What I've learned from this experience is that chaos feeds off of chaos and my life is filled with it, from our finances, to my job situation, to the non-stop noise going on in my brain. And I need to accept that it might be this way for a while longer until I finally stop turning to my personal chaos theory as the path out of the chaos. 

It's time for me to just let chaos be and let it spin off into the distance like my favorite Warner Brothers' Loony Toons character, the Tasmanian Devil. Eventually, the Tasmanian Devil comes to a stop, but only after it's done it's necessary spinning. That seems to me to be the natural response to chaos, the acceptance that it is a temporary and necessary part of affecting significant changes and that my personal chaos theory is a way to interrupt, stall and endlessly put off the most important change of my life. 

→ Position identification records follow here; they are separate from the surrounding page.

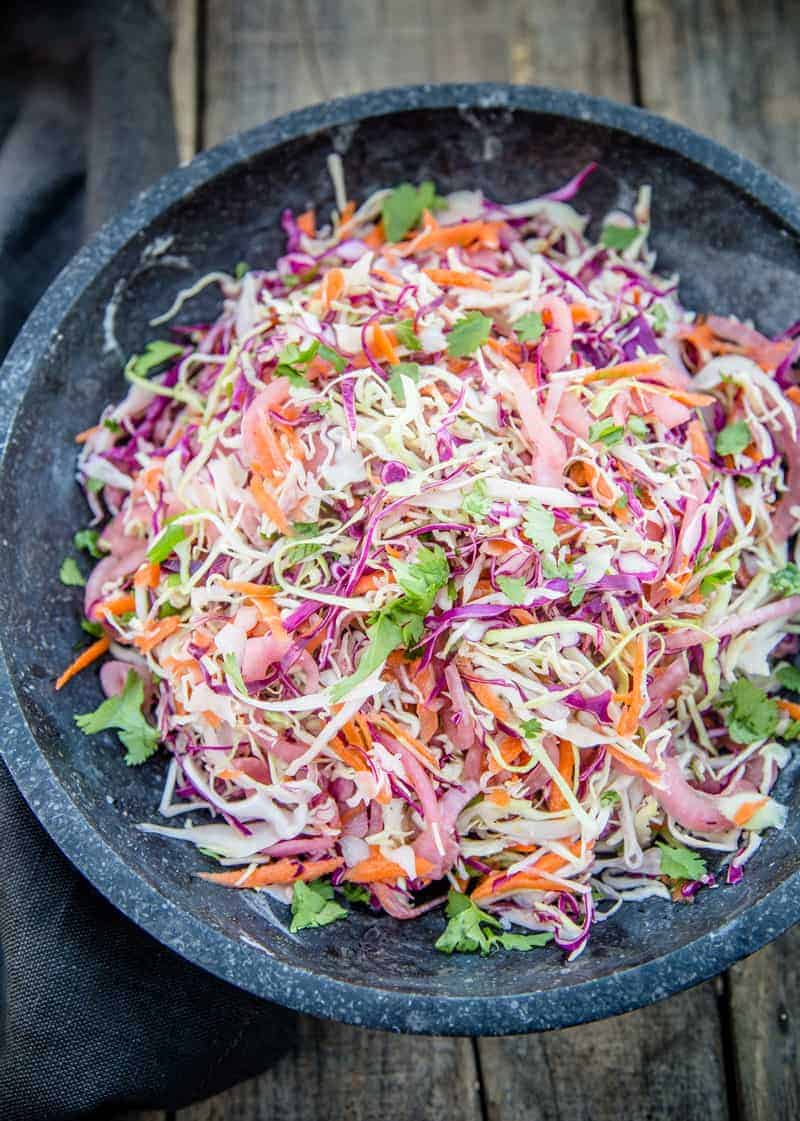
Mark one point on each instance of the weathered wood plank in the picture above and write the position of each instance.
(728, 70)
(266, 58)
(764, 999)
(663, 1062)
(338, 1072)
(184, 75)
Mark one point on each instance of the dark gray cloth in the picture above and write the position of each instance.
(98, 1017)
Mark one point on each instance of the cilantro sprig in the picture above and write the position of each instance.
(123, 714)
(472, 930)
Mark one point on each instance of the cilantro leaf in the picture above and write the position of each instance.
(477, 502)
(398, 372)
(751, 714)
(529, 327)
(715, 580)
(292, 362)
(680, 863)
(787, 581)
(402, 209)
(70, 574)
(336, 360)
(606, 432)
(513, 587)
(467, 334)
(165, 543)
(87, 539)
(234, 673)
(384, 636)
(619, 237)
(539, 526)
(471, 929)
(659, 314)
(406, 336)
(355, 893)
(733, 438)
(313, 905)
(156, 353)
(789, 676)
(123, 714)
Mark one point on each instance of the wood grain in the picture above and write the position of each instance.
(268, 57)
(728, 68)
(662, 1063)
(338, 1073)
(764, 1001)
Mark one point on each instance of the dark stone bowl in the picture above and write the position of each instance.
(728, 228)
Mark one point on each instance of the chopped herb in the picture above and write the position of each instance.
(292, 362)
(156, 353)
(477, 502)
(529, 327)
(314, 905)
(680, 863)
(513, 587)
(406, 336)
(355, 893)
(471, 929)
(123, 714)
(715, 580)
(789, 676)
(467, 334)
(733, 438)
(87, 539)
(659, 317)
(606, 432)
(619, 237)
(787, 581)
(70, 574)
(398, 372)
(402, 210)
(165, 543)
(751, 714)
(539, 527)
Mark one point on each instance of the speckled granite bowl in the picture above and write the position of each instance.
(731, 229)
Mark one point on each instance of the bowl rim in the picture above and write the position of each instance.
(142, 901)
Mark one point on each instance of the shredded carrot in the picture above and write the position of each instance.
(279, 871)
(117, 605)
(382, 344)
(268, 505)
(157, 633)
(556, 800)
(452, 278)
(639, 368)
(85, 658)
(307, 222)
(747, 809)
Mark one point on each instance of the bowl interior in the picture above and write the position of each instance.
(734, 257)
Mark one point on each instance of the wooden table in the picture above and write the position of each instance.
(727, 1049)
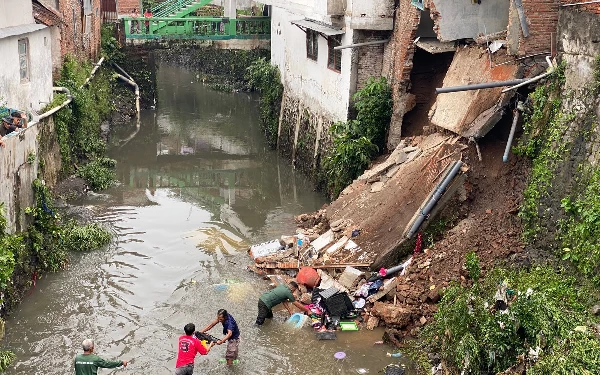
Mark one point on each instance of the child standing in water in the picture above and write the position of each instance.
(231, 332)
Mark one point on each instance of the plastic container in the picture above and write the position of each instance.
(348, 326)
(298, 320)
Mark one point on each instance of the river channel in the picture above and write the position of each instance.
(198, 185)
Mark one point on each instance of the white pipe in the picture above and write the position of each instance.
(362, 44)
(69, 96)
(551, 70)
(97, 65)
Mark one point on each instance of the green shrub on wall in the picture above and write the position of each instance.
(265, 77)
(356, 142)
(546, 309)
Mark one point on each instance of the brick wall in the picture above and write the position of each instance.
(593, 8)
(129, 7)
(76, 36)
(370, 58)
(542, 19)
(398, 64)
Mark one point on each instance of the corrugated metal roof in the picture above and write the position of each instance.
(322, 29)
(6, 32)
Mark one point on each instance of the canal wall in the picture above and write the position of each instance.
(33, 153)
(221, 66)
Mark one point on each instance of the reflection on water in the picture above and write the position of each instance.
(197, 187)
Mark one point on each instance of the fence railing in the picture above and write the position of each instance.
(197, 28)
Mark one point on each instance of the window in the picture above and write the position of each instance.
(334, 60)
(24, 59)
(312, 44)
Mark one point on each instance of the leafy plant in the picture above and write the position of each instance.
(6, 358)
(98, 173)
(472, 265)
(85, 237)
(374, 110)
(357, 141)
(109, 45)
(265, 77)
(472, 336)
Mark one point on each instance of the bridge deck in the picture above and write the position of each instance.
(202, 28)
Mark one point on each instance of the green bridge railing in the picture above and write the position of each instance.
(197, 28)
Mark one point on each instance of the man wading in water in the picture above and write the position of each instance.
(88, 363)
(231, 332)
(281, 294)
(188, 347)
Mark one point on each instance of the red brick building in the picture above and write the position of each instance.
(524, 27)
(75, 27)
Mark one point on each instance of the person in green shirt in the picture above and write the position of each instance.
(88, 363)
(280, 294)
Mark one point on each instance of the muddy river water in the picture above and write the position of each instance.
(197, 186)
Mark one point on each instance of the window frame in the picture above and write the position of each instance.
(334, 41)
(312, 39)
(24, 58)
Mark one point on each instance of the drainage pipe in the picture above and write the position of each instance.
(122, 71)
(522, 18)
(96, 67)
(362, 44)
(551, 69)
(511, 135)
(136, 88)
(439, 191)
(477, 86)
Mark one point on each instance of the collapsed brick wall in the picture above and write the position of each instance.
(77, 38)
(542, 20)
(592, 8)
(398, 64)
(369, 58)
(128, 7)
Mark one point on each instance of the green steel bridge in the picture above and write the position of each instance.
(172, 20)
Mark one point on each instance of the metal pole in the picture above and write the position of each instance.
(362, 44)
(586, 2)
(511, 135)
(477, 86)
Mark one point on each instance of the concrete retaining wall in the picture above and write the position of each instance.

It's time to really open my eyes and count my many blessings, which include our sweet and elegant little home. We're still going to be working our way through my two page home improvement list, but the timeline will make sense, we'll approach the idea of an overall budget and the improvements will be for us, for our family, the path through the chaos. Hopefully, this path will help to stop, or at least slow down my personal chaos theory long enough to put it on the shelf in a lock box and then throw away the key. For real and for good. 

2 comments:

Gail Storey said...

Lisa, you really show how we not only can create our own chaos but also extricate ourselves from it too. (And I find the title of your blog charming!)

Lisa Trank-Greene said...

Thanks, Gail - am feeling very much like the Taz Devil today - spinning and spinning.